By employing a decentralized approach to content moderation, Reddit is able to save time and resources by relying on its users to aid with content moderation. This approach keeps users engaged and serves the overall business aims of the company. In addition, it positions the company as a promoter of diverse viewpoints, since each individual subreddit has its own content policies that are tailored to the needs of each specific subreddit community.¹¹ This decentralized approach to content moderation has also resulted in users self-policing to ensure they do not violate specific content policies and has fostered an environment in which users call one another out for violating policies or posting objectionable content.¹² Further, this decentralized model enables localized and context-specific moderation decisions as mods set and enforce content guidelines that are appropriate to the particular nuances, norms, and variations attributed to different discussion topics.

“By employing a decentralized approach to content moderation, Reddit is able to save time and resources by relying on its users to aid with content moderation.”

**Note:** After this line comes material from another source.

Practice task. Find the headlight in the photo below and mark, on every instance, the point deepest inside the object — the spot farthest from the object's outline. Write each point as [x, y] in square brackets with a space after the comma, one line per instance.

In addition to employing a small number of human moderators to engage in ex-post reactive content moderation, Reddit admins also employ some automated tools in order to identify and remove objectionable content such as CSAM. However, because the majority of content moderation is carried out by users, Reddit has also developed an automated tool, known as the AutoModerator, that mods can use to moderate content on their subreddits at scale. The AutoModerator is a built-in, customizable bot that provides basic algorithmic tools to proactively identify, filter, and remove objectionable content during the ex-ante moderation stage. The bot operates based on mod-chosen parameters such as keywords, content that has a high number of reports, website links, and specific users, etc. that are not permitted in a particular subreddit. The AutoModerator can automatically remove this objectionable content, but mods also have the opportunity to review this removed content later and can reverse any erroneous removals. In addition to using the AutoModerator, many Reddit mods have turned to creating their own bots or tools, or using free versions available online, in order to flag custom words and enhance their moderation practices.¹³ The decentralized approach to content moderation empowers users to manage their own speech and helps democratize expression and enable localized and diverse viewpoints, as well as context-specific content moderation practices. However, it does raise a number of questions regarding accuracy and reliability, bias, and transparency and accountability. There is little insight into how accurate the AutoModerator is across different subreddits and categories of content or violations. In addition, because mods create the content policies for subreddits and define the parameters that the AutoModerator operates on, the deployment of automated tools for content moderation will undoubtedly reflect the personal biases of the mods. There is little transparency around this process, and because Reddit operates in a decentralized manner, there is a lack of a clear accountability mechanism.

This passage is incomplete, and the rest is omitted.